Pessoas com o sistema imunológico baixo, que tratam doenças como câncer e lúpus, têm probabilidade de ver o quadro clínico piorar, podendo até morrer.

Em nota, a Prefeitura de São Paulo, por meio da SMS (Secretaria Municipal da Saúde) e da Covisa (Coordenaria de Vigilância em Saúde) informou que o supermercado Extra pode estar cometendo infração sanitária, "caso as temperaturas de armazenamento comprometam a segurança e qualidade dos alimentos armazenados, segundo os dispositivos da Portaria Municipal 2619/11."

O que diz o Extra

O supermercado diz que monitora a temperatura "constantemente e de forma rigorosa" enquanto o equipamento está em "manutenção". Leia a íntegra da nota enviada ao UOL na sexta-feira (28) :

"A rede informa que segue rigorosamente todos os procedimentos de segurança alimentar em suas lojas, tanto os que estão previstos nas diretrizes da companhia, quanto os que são exigidos pelos órgãos competentes.

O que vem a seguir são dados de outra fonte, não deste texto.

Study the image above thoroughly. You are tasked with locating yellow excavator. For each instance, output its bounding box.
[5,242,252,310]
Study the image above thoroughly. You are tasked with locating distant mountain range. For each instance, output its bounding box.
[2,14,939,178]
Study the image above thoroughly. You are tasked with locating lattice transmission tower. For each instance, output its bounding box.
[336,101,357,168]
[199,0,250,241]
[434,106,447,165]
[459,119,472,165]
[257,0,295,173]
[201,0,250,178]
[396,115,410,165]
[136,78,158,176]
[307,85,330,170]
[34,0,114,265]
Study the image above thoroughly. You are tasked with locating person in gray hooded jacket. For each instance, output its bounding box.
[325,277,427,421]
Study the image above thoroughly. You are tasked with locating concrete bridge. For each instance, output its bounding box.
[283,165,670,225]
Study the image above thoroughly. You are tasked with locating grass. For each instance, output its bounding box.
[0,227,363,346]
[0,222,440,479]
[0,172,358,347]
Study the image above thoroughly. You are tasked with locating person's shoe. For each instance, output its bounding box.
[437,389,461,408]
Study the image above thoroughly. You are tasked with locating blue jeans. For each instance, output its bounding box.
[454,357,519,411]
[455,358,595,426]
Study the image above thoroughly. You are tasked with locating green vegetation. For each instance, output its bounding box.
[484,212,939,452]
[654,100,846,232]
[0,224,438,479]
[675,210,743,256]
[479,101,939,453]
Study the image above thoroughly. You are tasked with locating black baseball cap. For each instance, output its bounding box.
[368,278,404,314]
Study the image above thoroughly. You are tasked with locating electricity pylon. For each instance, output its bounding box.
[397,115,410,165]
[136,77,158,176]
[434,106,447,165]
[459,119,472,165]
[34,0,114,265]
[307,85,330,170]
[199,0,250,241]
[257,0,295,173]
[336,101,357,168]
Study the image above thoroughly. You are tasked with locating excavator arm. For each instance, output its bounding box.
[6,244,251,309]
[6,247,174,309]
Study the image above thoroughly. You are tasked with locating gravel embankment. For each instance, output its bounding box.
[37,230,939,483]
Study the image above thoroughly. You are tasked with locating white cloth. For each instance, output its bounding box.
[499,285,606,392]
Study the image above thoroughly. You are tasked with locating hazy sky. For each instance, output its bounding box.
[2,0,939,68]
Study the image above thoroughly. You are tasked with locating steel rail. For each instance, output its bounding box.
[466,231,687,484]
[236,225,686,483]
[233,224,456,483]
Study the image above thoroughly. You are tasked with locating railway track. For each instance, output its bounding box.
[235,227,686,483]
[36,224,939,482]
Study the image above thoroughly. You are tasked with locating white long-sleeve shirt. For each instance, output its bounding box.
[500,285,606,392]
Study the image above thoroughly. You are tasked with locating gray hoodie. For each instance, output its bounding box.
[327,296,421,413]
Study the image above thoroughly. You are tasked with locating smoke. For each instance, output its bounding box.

A rede esclarece que os equipamentos citados estão passando por manutenção, procedimento realizado constantemente e de forma rigorosa. Nesse período, a medição da temperatura é feita manualmente várias vezes ao dia para garantir que esteja dentro dos padrões exigidos. Os ajustes estão sendo realizados e as portas devem ser recolocadas ainda hoje [sexta-feira, 28]."

PUBLICIDADE
Errata: este conteúdo foi atualizado
O texto mencionava leite tipo C, mas essa nomenclatura não é mais usada. O certo é leite pasteurizado. A informação foi corrigida.